KPMG Bermuda has an internal policy requiring firm personnel to “execute written independence confirmations, or ‘independent affidavits,’ periodically during their employment at the firm.”

A senior manager at the firm would review and sign the affidavits and pass them to Henderson, then head of the Ethics and Independence Department, to verify and initial.

In October of 2014, it was discovered that the affidavits of over two dozen present and former employees were missing. Two months later in December, KPMG became aware that PCAOB inspectors would be at the firm in May of 2015.

It is unclear how the documents went missing but KPMG Bermuda had no back-up copies.

Rather than owning up to the mistake, KPMG Bermuda’s Ethics and Independence Department directed employees to re-execute and backdate the affidavits – a violation of PCAOB regulations.

Henderson and the firm’s senior manager backdated their own initials on the fraudulent affidavits.

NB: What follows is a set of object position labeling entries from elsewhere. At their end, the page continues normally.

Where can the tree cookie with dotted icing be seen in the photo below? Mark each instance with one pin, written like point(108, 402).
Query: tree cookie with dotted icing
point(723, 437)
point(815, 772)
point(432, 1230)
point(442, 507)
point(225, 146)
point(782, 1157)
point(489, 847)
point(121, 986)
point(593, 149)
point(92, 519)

There are a few important takeaways from this incident.

First, the fines are chump change. $10,000 is not much for high-ranking employees at Big 4 accounting firms. $250,000 is not even a rounding error for a company the size of KPMG.

Second, such menial fines do not have much of an impact on people’s behaviour. Never think for a minute that the government is out there protecting your interests as a consumer of accounting services. You must protect yourself.

Finally,

it gives UHNWIs a reason to exercise caution.

Consider what KPMG Bermuda was willing to risk.

Rather than owning up to misplacing the affidavits, KPMG Bermuda responded by creating fraudulent documents and present them as authentic… to a government agency that has the power to fine them and launch investigations that can lead to criminal charges.

By doing so they also risked their business license in Bermuda – a strategically advantageous jurisdiction.

What do you think would happen if they made a mistake with your account?

Would they be dishonest with powerful government officials but treat you differently?

Well, I’ll leave it for you to decide.

Related Posts

04.08.2024

Unveiling the Tax Agenda Behind Beneficial Ownership Registers: Strategies for Asset Protection

Unveiling the Tax Agenda Behind Beneficial Ownership Registers: Strategies for Asset Protection

Page [tcb_pagination_current_page] of [tcb_pagination_total_pages]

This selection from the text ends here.